Teniendo en cuenta esta premisa, adopta un actitud positiva y abre tu mente. Esto significa que dialogues con tu potencial socio de intercambio. Ya verás como el intercambio resulta agradable y aclaras todas las posibles dudas que surjan, además de que te pueden dar consejos e informaciones útiles sobre la zona donde vas ya que no todo sale en Internet, los libros o guías de viaje.
También es normal que todos queramos hacer un intercambio con gente agradable, simpática y positiva. Por eso, hay que ponerse las pilas y conquistar el «campo de intercambio» así que siempre que hables con tu potencial intercambiador, muestra tu mejor sonrisa y escucha atentamente y con una vocecita que te diga «¡guay, esto parece chulo, vamos allá, estas vacaciones será geniales!» Esta es la mejor actitud que puedes tomar cuando te decidas a organizar un intercambio de casa.
02Ago 09
escrito por bruxi archivado en Ventajas
Elegir la opción de ir de vacaciones a una casa o apartamento por esta nueva via del intercambio entre huéspedes supone poder viajar con animales de manera más flexible que si os alojáis en un hotel, ya que en la mayoría estan prohibidos. No obstante, en este caso, si decidís viajar con vuestra mascota, la primera cosa que hay que hacer es preguntar a vuestro socio si acepta animales. Si la respuesta es positiva, entonces hay que tomar una serie de medidas para que el perro (o la mascota que tengáis) sufra lo menos posible durante el viaje.
Viajar en coche supone no olvidarse de llevar una botella de agua para el perro, sus juguetes y el resto de objetos con los que pasa cada día y que le recuerden a su casa para reducir su ansiedad y estrés durante el viaje, especialmente si es largo. El olor de los objetos familiares normalmente tranquiliza a los perros.
En caso de viajar al extranjero, no hay que olvidar llevar el pasaporte y la tarjeta sanitaria.

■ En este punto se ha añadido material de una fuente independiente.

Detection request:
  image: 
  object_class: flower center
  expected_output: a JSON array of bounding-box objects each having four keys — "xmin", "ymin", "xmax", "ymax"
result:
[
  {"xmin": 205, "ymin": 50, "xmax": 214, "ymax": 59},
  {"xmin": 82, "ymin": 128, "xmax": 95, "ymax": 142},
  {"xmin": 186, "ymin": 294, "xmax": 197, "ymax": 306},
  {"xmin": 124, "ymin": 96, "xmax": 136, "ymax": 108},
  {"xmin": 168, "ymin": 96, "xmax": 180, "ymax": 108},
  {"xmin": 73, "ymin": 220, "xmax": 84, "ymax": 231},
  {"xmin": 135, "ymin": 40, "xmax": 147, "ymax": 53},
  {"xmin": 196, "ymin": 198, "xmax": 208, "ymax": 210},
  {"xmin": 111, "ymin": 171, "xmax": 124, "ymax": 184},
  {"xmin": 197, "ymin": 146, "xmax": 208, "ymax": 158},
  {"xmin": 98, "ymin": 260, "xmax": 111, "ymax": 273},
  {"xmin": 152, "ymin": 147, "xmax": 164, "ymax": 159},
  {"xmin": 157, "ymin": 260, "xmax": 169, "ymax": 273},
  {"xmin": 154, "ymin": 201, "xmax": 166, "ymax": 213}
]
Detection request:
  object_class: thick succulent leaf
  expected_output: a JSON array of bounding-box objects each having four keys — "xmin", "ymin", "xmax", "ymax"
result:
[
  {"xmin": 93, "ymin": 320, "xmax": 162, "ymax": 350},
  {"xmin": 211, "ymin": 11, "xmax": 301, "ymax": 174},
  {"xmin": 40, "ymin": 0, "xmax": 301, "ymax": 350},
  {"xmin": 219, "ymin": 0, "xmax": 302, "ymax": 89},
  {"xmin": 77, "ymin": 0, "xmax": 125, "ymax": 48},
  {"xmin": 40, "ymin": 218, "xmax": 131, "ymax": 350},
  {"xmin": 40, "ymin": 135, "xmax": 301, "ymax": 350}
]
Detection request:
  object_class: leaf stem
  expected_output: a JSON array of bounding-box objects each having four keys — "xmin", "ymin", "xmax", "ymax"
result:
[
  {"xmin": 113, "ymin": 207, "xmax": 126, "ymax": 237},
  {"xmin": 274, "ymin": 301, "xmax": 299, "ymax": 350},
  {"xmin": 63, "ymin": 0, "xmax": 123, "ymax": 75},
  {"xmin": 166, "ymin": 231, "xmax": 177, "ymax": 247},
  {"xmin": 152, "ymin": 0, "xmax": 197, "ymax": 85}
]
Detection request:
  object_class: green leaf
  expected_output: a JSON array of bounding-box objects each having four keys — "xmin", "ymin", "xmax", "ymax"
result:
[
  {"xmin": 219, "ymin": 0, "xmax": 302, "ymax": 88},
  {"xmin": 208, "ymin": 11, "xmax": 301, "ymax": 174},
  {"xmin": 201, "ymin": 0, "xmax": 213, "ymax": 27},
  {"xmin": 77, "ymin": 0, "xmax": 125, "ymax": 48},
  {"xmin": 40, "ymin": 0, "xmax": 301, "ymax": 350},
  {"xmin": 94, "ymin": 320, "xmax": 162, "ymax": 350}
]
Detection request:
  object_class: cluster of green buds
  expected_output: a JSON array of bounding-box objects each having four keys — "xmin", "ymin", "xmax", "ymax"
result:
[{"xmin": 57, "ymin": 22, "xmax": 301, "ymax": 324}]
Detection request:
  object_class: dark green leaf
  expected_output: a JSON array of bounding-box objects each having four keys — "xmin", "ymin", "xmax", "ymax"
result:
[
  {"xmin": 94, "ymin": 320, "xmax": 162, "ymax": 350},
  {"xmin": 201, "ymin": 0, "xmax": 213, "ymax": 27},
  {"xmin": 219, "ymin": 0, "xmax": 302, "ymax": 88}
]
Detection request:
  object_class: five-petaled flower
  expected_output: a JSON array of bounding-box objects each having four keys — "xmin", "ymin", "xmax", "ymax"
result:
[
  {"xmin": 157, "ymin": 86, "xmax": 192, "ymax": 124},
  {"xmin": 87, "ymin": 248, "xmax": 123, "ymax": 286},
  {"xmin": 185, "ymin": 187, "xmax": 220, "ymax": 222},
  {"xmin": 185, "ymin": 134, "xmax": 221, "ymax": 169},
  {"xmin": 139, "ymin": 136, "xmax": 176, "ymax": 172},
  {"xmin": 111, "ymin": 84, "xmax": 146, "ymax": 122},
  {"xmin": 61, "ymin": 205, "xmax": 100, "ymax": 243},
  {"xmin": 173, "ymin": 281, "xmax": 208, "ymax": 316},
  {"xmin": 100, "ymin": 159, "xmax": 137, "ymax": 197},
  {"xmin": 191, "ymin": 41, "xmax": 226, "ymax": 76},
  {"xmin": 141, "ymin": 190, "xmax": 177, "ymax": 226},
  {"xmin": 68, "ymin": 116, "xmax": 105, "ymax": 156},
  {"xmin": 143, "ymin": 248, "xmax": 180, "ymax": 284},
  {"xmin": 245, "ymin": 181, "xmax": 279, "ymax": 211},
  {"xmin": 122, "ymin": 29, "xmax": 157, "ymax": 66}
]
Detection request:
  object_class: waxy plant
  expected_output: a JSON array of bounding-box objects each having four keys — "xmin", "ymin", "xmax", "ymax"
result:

Aseguraros que el perro está al día en su vacunas y si hace más de 6 meses que le vacunasteis deberías volver al veterinario para un control.
Vuestro animal va a perder sus referencias durante el tiempo de vacaciones y se va a estresar un poco. Cada mascota reacciona según su carácter, por eso, vosotros que sois quién mejor le conocéis, tenéis que prestar atención a su comportamiento y reconfortarlo si se siente inseguro. No hay soluciones milagrosas, pero sí se pueden darle los cuidados y mimos necesarios según sus necesidades.
El intercambio de casas ofrece esta ventaja de poder disfrutar de vacaciones a todos los miembros de la familia.